CDC director Dr. Rochelle Walensky cannot predict when the pandemic will end as it largely depends on human behavior – and that could be a problem.
As the Covid-19 pandemic extends into its 20th month, cases in the US have declined after a wave of delta infections peaked at more than 172,000 a day in mid-September. Some medical experts predict we could be in the last big surge in the virus, but when it will end is unclear.
“We have a lot of science at the moment; we have vaccines, ”Walensky told reporters Thursday at a meeting organized by the Health Coverage Fellowship, a health journalism program. “What we can’t really predict is human behavior. And human behavior in this pandemic has not served us very well. “
We fight with each other and not with the common enemy that is the virus itself.
Dr. Rochelle Walensky
With only about 55% of the US population fully vaccinated and with some extra protection in those recently infected, there isn’t enough immunity to fend off the more contagious Delta variant, the infectious disease expert warned.
“With the Delta variant, the R-Null is 8 or 9,” said Walensky.

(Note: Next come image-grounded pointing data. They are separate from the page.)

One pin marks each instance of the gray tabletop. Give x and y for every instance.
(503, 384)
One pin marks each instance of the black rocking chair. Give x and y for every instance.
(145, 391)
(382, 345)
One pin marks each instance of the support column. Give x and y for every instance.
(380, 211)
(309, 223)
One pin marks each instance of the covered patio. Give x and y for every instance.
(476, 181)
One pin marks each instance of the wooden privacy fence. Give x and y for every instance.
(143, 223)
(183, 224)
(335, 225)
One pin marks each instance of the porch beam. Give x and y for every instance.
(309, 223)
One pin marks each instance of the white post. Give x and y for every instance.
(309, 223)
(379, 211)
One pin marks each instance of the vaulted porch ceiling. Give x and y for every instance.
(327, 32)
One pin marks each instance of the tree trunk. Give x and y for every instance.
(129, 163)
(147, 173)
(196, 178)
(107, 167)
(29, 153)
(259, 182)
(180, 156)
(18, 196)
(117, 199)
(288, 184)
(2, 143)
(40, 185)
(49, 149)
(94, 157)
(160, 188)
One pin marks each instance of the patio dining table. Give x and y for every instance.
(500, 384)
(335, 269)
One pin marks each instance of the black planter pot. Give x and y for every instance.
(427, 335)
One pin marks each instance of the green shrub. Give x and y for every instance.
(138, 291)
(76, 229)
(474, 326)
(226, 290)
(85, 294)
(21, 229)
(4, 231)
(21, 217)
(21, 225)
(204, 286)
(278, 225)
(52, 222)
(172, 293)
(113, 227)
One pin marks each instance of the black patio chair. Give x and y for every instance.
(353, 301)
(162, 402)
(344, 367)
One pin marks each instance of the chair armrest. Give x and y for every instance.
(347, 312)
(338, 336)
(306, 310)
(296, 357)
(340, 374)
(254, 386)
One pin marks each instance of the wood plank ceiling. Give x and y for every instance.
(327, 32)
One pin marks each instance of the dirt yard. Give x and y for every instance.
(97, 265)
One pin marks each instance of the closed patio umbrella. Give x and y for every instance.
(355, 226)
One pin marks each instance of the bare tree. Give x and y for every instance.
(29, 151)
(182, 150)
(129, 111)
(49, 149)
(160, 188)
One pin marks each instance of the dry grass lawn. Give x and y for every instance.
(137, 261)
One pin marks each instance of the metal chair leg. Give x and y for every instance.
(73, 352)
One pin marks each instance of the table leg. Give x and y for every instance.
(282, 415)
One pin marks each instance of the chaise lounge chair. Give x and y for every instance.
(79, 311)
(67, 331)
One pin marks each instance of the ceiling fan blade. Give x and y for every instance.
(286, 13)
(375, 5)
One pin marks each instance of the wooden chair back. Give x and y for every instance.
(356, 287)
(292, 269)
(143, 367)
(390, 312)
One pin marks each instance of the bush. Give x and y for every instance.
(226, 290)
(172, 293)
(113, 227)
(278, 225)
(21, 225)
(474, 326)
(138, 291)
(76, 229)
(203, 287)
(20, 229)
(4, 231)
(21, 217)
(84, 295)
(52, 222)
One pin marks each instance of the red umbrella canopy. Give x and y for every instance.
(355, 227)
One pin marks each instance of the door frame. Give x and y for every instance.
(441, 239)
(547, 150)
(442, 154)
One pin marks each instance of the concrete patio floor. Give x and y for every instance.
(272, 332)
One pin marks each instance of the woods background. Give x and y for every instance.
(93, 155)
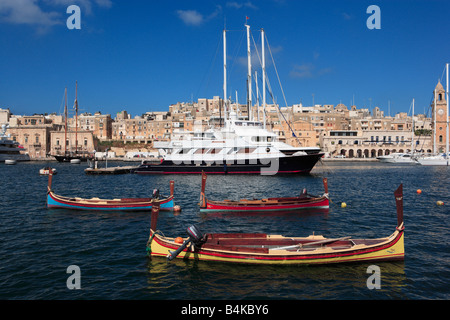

R-naught, or Basic Reproductive Number, is the average number of people to whom an infected person will transmit the virus. “That means that we need a lot of protection in the community in order not to have diseases.”
And the problem, she continued, is that some communities have high vaccination rates and are very well protected, but “there are places with very little protection”.
“And the virus is not stupid – it will go there,” said Walensky. “So your question really depends on how well we grow together as humanity and community to do the things we need to do in these communities to protect ourselves.”
But so far, “we are fighting with each other and not with the common enemy, which is the virus itself,” said Walensky.